Solar power could solve more than electricity shortages in Sudan

Salma Abdalla (1)

My name is Salma Abdulla. I’m Sudanese, but I grew up in Saudi Arabia. I am currently pursuing my MBA at Southern New Hampshire University (USA) on a Fulbright Scholarship.

My interest in energy - specifically renewable energy - started when I was in grade school. Then, I had the opportunity to study engineering in Malaysia. This is where I learned that innovation comes from simple things – by changing the process or creating new methodology.

I participated in Climathon Khartoum in 2018 where the challenge focused on extreme weather with an emphasis on renewable energy. Our idea was to install solar panels on every rooftop in Sudan. How it was going to happen, I was not sure. But we ended up winning second place and were invited to participate in an incubation programme at Impact Hub Khartoum.

However, a few months later, the Sudanese government was overthrown. There was a lot of uncertainty during this time. No one knew what was going to happen in the country and we didn’t know how to proceed.

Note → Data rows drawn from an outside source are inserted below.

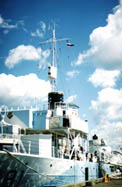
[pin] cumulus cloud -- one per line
(22, 52)
(71, 98)
(5, 24)
(22, 90)
(108, 104)
(104, 78)
(105, 42)
(39, 32)
(72, 74)
(108, 115)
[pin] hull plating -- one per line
(27, 170)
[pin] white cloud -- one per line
(22, 90)
(72, 74)
(108, 115)
(105, 42)
(70, 99)
(37, 33)
(108, 104)
(104, 78)
(43, 26)
(6, 25)
(29, 53)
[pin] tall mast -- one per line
(52, 68)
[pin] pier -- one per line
(114, 182)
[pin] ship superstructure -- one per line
(47, 147)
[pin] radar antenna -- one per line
(52, 68)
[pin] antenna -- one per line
(52, 68)
(3, 110)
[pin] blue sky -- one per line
(89, 73)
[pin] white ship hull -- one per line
(31, 170)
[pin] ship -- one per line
(49, 147)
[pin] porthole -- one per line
(51, 165)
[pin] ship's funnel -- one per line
(53, 98)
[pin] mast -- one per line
(52, 68)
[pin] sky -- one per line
(89, 73)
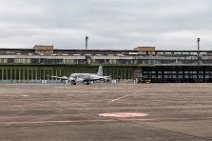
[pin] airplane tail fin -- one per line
(100, 71)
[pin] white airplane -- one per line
(86, 78)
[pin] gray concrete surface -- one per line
(61, 112)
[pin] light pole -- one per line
(198, 51)
(86, 43)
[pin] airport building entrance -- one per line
(37, 73)
(178, 74)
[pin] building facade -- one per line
(157, 65)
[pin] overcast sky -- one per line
(110, 24)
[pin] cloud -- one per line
(111, 24)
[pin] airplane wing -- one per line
(59, 77)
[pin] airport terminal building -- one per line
(42, 61)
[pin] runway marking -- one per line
(123, 114)
(71, 121)
(117, 99)
(8, 123)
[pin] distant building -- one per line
(152, 64)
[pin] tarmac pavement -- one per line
(106, 112)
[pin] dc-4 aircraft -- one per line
(85, 78)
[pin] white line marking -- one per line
(117, 99)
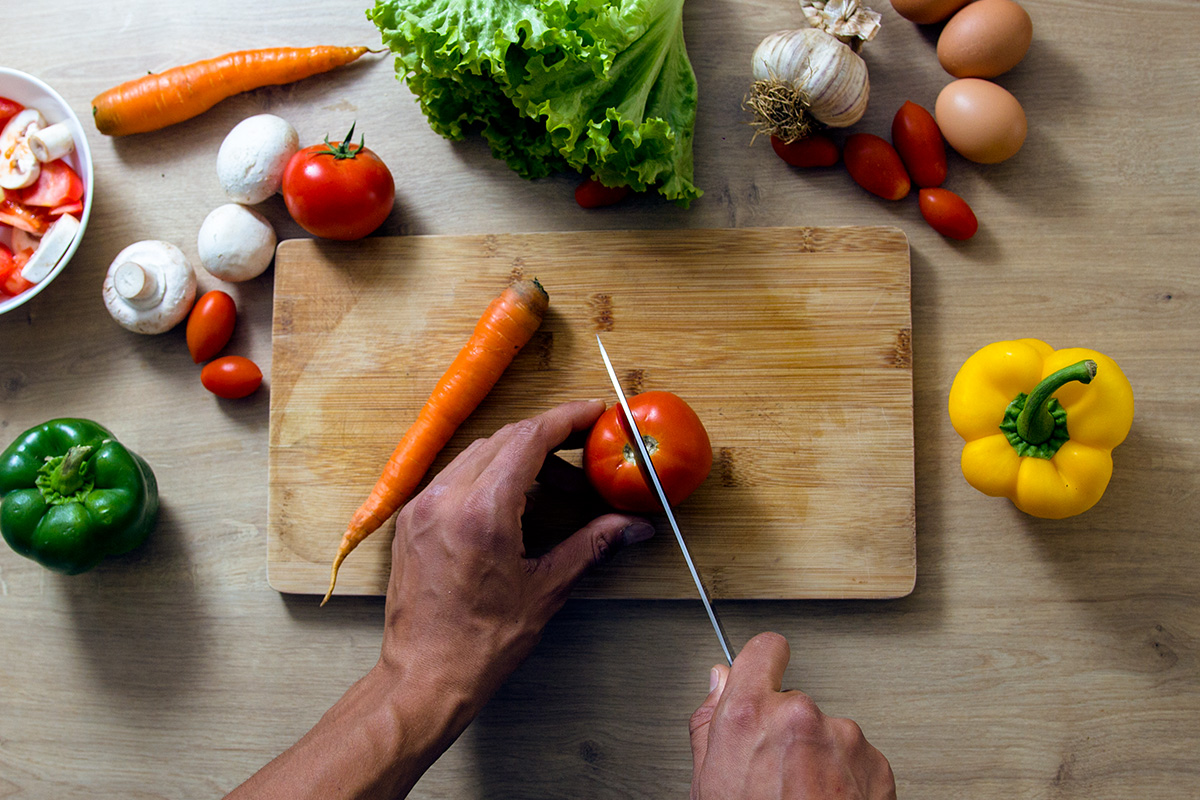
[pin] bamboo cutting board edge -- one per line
(298, 314)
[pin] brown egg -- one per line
(987, 38)
(923, 12)
(981, 120)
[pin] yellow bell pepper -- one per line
(1041, 423)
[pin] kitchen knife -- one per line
(643, 461)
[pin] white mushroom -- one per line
(150, 287)
(235, 242)
(252, 157)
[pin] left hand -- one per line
(465, 603)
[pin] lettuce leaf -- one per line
(599, 86)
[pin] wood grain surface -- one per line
(1033, 660)
(792, 344)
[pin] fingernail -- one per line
(636, 531)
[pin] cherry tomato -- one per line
(9, 108)
(814, 150)
(594, 194)
(947, 212)
(675, 438)
(876, 166)
(210, 325)
(232, 377)
(339, 190)
(917, 138)
(57, 185)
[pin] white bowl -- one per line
(31, 92)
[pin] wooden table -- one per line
(1033, 660)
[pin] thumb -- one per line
(699, 725)
(591, 546)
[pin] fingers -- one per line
(592, 545)
(522, 446)
(699, 725)
(762, 662)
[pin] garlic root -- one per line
(810, 77)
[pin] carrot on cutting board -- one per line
(179, 94)
(508, 324)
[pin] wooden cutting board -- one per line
(793, 344)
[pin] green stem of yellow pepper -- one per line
(1036, 423)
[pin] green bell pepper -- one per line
(71, 495)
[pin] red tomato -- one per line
(594, 194)
(7, 265)
(9, 108)
(339, 190)
(814, 150)
(57, 185)
(232, 377)
(70, 208)
(13, 283)
(919, 143)
(210, 325)
(675, 438)
(875, 166)
(29, 218)
(947, 214)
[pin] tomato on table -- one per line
(232, 377)
(676, 439)
(339, 190)
(948, 214)
(875, 166)
(919, 143)
(210, 325)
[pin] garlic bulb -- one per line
(807, 73)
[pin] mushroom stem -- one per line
(137, 284)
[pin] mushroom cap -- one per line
(174, 275)
(235, 242)
(253, 155)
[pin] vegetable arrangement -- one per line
(71, 495)
(1041, 423)
(156, 101)
(42, 197)
(605, 90)
(507, 325)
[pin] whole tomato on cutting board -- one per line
(676, 439)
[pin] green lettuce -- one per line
(598, 86)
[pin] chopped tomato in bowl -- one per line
(46, 179)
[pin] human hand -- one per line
(753, 741)
(465, 605)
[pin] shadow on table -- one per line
(142, 643)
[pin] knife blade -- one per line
(643, 461)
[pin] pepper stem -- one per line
(1036, 423)
(67, 477)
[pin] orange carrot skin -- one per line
(179, 94)
(505, 326)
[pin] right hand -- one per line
(753, 741)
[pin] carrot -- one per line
(508, 324)
(179, 94)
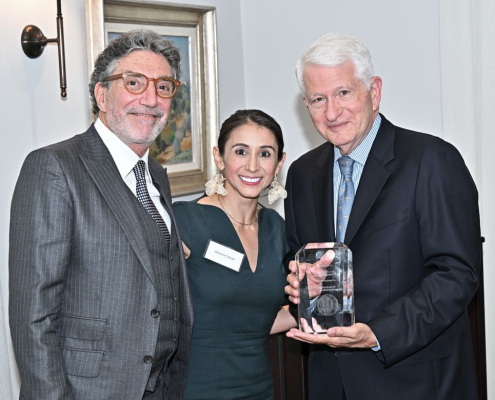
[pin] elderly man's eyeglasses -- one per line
(136, 83)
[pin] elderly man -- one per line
(413, 229)
(99, 301)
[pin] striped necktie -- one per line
(145, 199)
(345, 198)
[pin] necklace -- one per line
(239, 222)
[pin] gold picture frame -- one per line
(185, 146)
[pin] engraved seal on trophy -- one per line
(327, 305)
(326, 288)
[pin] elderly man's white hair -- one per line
(334, 49)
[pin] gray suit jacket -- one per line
(82, 284)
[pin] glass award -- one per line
(326, 286)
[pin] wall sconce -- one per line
(33, 43)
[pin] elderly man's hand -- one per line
(316, 274)
(355, 336)
(292, 289)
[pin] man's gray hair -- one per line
(334, 49)
(139, 39)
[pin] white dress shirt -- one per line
(126, 160)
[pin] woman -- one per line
(234, 249)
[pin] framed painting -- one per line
(184, 147)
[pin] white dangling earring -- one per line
(276, 191)
(215, 186)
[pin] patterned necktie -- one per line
(145, 199)
(346, 196)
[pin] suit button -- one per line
(148, 359)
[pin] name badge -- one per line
(224, 255)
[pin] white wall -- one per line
(404, 55)
(259, 42)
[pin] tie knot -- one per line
(346, 163)
(140, 170)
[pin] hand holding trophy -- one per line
(324, 272)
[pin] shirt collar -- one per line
(124, 157)
(360, 153)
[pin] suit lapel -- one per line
(120, 199)
(375, 174)
(323, 194)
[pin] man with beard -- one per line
(99, 301)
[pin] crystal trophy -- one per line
(326, 286)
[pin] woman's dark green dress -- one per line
(233, 311)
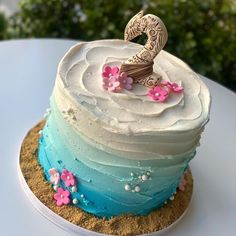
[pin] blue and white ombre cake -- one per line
(111, 148)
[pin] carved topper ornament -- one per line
(140, 66)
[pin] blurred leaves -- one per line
(3, 25)
(202, 33)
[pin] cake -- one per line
(112, 149)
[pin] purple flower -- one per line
(158, 93)
(111, 84)
(54, 176)
(109, 71)
(68, 178)
(174, 87)
(125, 81)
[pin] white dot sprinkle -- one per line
(137, 189)
(144, 177)
(75, 201)
(127, 187)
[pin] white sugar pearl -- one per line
(127, 187)
(75, 201)
(74, 189)
(55, 187)
(144, 177)
(137, 189)
(172, 198)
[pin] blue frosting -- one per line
(101, 186)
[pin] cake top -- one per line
(132, 100)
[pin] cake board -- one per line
(32, 136)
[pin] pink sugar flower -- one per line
(174, 87)
(62, 197)
(54, 176)
(182, 183)
(109, 71)
(125, 81)
(111, 84)
(158, 93)
(68, 178)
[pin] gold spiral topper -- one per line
(140, 66)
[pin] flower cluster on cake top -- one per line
(62, 195)
(113, 81)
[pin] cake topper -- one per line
(140, 66)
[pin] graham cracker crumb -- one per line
(124, 225)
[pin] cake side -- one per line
(127, 153)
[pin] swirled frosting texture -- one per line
(109, 141)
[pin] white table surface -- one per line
(27, 75)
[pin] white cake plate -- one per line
(66, 225)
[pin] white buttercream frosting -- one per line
(129, 123)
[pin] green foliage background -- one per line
(201, 32)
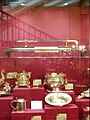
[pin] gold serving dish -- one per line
(23, 79)
(4, 93)
(58, 99)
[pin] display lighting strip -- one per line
(43, 49)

But we continued working on our Climathon idea while a transitional government stepped in. Unlike the previous president who favoured fossil fuels, our new prime minister had a different vision for the country. He is more interested in investing in renewables because we have an energy crisis in Sudan.

The electricity shuts off for about five hours per day, everyday. This has been going on for over a year now, which has driven a lot of people to adopt renewable energy, especially solar. Our new government is trying to figure out how to best approach this problem.

We decided to turn our Climathon idea into a company called Artik Energy at the end of 2019. We started with solar panel installation and implemented nine pilot projects for homes, businesses and even a farm.

The energy sector is totally changing now in Sudan. More and more, we are seeing new energy initiatives coming to the country. There are a lot of projects in the diesel-to-solar transition which is offsetting the pressure on our diesel resources.

However, we still have a long way to go. Renewable energy is a political sector, mostly dominated by men. We have a great chance in getting more women involved. This is my true calling.


For me, what I am passionate about is women empowerment in the renewable energy sector. My agenda from the beginning was to create economic empowerment for women. Artik Energy allowed me to enter this space as a woman myself.

It's really hard to start a business in Sudan, especially in the renewable energy sector. Our success inspired a lot of young people. And I inspired a lot of women to think about starting a small business in this sector.

For example, having access to a charging station could allow women to sell the energy in their local area - that’s a profitable business model. Sustainable energy means a sustainable pace of work that leads to a large portion of people above the poverty line.

Climathon was the launchpad for my own sustainable start-up. It was a great experience to learn and to meet people in the climate change activation sphere. I didn’t show up with a team or an idea, just an open mind. I’m eager to see what’s next for my renewable energy journey.